Cover of the Corvina Press edition
Author Frigyes Karinthy
Original title Capillária.
Translator Paul Tabori
Cover artist Lilla Lóránt
Country Hungary
Language Hungarian
Genre Fantasy novel
Publisher Corvina Press
Publication date
1921
Published in English
1965
Media type Print (hardcover & paperback)
Preceded by Voyage to Faremido

Hungarian author Frigyes Karinthy's fantastic novel Capillaria (Hungarian: Capillária, 1921), which depicts an undersea world inhabited exclusively by women, recounts, in a satirical vein reminiscent of the style of Jonathan Swift (author of Gulliver's Travels), the first time that men and women experience sex with one another.

Expressing a pessimistic view of women, the novel suggests that, with disastrous effect, women, who are emotional and illogical, dominate men, the creative, rational force within humanity, who represent the builders of civilization.

The males, known as bullpops, are of small stature. They spend their time building and rebuilding tall, complex, rather phallic, towers that the gigantic women destroy as quickly as these structures are erected. Meanwhile, the females engage in sexual adventures, surviving by eating the brains of the miniature men, who have become little more than personified male genitals.

The undersea kingdom is mentioned in the comic book version of The League of Extraordinary Gentlemen.

A readily available summary of the relatively rare novel's plot is provided in The Dictionary of Imaginary Places.

A radio dramatisation of Capillaria titled Voyage to Capiilaria was transmitted on BBC Radio 3 on 17 February 1976. It was adapted for radio by George Mikes, and produced and directed by Martin Esslin.
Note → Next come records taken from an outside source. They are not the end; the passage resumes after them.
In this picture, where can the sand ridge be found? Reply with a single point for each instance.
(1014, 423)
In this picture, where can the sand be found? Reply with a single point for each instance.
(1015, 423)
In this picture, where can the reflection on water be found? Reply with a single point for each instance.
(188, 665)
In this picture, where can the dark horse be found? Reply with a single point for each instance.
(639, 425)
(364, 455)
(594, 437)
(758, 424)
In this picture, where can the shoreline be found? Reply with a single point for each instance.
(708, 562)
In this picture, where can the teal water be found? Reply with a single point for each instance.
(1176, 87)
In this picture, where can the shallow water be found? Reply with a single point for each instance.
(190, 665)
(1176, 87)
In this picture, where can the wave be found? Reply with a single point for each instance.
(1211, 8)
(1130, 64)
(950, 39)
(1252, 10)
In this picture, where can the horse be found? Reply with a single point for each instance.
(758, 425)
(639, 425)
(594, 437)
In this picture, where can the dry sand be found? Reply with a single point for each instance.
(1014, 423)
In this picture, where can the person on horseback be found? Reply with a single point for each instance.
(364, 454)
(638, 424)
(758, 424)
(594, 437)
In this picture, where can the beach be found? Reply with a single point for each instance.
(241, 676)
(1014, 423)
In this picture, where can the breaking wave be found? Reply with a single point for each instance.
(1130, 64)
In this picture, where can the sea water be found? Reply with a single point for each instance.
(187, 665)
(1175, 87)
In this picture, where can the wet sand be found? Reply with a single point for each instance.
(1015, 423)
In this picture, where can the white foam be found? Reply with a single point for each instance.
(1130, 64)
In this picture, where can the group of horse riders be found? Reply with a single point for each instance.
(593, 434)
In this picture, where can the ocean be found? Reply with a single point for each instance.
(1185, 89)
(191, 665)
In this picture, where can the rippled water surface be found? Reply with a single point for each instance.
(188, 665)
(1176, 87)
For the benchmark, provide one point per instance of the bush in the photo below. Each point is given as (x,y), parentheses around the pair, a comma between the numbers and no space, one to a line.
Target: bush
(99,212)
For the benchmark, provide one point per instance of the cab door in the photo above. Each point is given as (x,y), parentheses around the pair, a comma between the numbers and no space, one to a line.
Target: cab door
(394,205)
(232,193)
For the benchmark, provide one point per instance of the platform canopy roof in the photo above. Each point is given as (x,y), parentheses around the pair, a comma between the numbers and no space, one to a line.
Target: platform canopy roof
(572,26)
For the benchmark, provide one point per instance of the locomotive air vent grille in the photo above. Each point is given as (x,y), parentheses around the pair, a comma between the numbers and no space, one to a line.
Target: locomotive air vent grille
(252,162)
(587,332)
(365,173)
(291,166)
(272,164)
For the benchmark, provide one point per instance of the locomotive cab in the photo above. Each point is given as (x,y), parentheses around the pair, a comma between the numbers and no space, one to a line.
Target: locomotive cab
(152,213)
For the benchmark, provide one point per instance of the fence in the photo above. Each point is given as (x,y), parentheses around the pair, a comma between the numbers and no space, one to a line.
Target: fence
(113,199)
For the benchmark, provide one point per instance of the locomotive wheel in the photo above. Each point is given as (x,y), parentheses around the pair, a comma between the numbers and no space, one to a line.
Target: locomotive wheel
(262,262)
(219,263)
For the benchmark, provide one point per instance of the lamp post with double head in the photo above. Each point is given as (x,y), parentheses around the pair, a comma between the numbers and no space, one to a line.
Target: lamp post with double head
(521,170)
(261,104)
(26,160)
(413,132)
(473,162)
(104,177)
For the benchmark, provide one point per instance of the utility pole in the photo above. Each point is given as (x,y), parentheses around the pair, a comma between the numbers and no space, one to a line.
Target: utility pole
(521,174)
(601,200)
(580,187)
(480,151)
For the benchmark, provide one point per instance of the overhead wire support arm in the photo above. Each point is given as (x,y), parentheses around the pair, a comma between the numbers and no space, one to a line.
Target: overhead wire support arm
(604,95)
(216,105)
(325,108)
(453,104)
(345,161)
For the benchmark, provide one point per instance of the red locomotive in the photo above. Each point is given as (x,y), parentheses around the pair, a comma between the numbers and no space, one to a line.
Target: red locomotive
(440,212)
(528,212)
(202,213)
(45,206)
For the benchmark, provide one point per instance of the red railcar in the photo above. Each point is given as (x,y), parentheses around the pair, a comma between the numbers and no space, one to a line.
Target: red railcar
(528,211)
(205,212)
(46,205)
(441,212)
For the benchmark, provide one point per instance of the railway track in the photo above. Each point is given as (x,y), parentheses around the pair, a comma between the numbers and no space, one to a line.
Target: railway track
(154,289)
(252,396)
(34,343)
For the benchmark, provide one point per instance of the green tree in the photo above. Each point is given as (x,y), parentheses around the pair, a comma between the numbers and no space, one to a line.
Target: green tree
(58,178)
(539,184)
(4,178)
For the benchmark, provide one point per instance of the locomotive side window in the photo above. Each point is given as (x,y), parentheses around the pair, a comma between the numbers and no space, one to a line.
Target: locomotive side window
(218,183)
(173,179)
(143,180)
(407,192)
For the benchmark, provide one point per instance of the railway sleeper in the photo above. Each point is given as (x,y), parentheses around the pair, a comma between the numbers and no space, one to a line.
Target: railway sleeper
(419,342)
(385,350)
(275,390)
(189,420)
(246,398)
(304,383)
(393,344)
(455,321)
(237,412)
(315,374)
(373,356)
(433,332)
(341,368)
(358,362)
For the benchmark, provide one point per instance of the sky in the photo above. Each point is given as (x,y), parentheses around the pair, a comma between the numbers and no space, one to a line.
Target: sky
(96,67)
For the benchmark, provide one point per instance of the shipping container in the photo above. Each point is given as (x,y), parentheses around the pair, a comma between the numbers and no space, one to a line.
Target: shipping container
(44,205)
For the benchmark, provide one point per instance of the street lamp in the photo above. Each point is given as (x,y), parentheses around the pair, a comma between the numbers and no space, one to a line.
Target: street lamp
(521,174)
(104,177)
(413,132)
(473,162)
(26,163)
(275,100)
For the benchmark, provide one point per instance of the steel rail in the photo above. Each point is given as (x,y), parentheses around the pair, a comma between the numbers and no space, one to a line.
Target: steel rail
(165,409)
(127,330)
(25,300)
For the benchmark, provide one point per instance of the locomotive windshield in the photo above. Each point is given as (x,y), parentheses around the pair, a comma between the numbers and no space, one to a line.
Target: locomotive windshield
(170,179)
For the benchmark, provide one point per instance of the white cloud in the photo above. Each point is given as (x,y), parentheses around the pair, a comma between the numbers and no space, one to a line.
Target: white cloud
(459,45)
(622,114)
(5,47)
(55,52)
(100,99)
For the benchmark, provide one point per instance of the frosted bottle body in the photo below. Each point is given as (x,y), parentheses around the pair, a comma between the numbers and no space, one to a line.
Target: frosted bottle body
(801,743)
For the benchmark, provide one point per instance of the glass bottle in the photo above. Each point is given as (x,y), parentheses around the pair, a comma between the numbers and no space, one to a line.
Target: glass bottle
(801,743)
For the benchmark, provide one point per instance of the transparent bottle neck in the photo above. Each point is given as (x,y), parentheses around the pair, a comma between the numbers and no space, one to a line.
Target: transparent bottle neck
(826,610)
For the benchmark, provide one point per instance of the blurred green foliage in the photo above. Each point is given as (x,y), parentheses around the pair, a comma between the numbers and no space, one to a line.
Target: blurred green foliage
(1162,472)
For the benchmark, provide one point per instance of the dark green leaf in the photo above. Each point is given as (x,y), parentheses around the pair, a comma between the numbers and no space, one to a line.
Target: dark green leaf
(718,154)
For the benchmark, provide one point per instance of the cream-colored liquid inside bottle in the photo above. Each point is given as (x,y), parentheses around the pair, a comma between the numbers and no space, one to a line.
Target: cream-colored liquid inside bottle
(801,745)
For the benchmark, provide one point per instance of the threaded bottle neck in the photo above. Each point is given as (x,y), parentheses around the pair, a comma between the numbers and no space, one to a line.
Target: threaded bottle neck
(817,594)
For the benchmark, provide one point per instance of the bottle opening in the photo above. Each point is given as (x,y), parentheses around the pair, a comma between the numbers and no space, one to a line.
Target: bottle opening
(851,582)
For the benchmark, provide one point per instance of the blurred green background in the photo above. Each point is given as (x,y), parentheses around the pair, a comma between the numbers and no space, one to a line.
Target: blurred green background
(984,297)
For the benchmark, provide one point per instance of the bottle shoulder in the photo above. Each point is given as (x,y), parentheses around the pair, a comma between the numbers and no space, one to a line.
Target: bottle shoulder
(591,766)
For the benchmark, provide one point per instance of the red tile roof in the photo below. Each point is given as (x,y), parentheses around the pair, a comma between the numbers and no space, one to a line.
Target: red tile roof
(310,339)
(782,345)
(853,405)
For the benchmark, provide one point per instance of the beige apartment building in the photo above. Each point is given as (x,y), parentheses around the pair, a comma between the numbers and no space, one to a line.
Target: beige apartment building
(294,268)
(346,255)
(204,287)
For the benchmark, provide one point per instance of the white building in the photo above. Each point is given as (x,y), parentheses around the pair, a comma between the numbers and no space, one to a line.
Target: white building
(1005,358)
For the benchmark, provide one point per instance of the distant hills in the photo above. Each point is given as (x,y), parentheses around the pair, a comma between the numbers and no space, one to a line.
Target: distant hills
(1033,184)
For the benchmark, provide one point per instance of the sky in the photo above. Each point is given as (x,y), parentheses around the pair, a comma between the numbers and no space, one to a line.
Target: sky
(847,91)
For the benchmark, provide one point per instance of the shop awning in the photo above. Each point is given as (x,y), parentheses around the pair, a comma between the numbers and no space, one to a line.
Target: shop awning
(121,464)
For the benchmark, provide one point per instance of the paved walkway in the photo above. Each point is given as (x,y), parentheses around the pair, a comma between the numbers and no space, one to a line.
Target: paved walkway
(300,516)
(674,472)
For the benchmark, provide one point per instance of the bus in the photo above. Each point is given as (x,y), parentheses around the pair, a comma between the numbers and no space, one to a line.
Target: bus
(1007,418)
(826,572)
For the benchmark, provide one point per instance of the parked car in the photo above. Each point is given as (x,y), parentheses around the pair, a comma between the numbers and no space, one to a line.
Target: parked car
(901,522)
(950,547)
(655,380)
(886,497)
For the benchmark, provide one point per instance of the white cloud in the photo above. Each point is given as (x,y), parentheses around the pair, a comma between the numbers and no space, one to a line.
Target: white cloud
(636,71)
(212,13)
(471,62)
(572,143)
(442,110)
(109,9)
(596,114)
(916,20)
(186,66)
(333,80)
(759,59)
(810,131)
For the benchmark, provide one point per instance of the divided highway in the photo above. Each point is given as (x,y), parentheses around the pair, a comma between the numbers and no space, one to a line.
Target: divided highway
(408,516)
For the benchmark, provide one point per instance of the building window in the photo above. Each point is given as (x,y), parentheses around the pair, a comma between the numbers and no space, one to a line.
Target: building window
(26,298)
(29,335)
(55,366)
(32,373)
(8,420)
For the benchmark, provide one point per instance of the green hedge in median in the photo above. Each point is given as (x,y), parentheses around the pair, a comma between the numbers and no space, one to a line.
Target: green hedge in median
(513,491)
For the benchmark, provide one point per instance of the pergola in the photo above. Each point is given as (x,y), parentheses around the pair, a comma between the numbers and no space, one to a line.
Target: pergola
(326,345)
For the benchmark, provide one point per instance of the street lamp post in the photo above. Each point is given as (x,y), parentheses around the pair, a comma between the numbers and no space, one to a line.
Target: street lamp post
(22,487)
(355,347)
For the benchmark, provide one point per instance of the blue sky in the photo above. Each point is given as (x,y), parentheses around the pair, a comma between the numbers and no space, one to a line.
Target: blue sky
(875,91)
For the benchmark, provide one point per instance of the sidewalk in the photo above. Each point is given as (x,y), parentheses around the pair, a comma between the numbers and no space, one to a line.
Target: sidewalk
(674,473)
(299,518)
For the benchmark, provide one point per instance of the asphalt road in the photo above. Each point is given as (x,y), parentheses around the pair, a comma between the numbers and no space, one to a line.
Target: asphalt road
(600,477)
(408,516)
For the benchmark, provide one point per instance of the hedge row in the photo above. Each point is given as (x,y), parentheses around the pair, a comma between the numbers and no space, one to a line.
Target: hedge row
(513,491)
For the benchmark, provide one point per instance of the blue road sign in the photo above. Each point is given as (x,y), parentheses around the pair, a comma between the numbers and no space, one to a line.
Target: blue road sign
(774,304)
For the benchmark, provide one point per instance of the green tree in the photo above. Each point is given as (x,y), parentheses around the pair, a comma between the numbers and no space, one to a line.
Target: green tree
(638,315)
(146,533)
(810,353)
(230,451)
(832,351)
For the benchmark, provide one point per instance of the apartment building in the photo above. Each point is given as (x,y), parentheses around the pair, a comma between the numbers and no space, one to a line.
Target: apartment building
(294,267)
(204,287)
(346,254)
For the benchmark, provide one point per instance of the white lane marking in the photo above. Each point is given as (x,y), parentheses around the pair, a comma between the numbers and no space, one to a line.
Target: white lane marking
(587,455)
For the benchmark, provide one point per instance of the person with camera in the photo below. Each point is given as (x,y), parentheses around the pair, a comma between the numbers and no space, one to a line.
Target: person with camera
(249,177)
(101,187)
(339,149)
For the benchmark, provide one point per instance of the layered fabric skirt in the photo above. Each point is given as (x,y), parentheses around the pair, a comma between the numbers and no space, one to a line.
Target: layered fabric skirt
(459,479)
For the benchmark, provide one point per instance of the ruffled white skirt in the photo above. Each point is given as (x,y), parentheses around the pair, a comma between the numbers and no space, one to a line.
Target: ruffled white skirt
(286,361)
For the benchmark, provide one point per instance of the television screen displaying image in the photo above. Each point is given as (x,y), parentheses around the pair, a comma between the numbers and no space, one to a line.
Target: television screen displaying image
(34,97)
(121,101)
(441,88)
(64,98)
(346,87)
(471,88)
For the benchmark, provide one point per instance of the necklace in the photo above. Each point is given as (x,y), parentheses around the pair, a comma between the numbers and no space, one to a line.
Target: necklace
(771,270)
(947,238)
It featured the voices of John Rowe as Gulliver, Jane Wenham as the Queen of Capillaria, plus Norma Ronald, Garard Green, and others.

Capillaria, which purports to be the sixth voyage of Swift's Lemuel Gulliver, is the sequel to Karinthy's 1916 novel, Voyage to Faremido, in which he is transported from the battlefields of World War I to Faremido. There he encounters men of steel with musical voices and brains composed of a "mixture of quicksilver and minerals."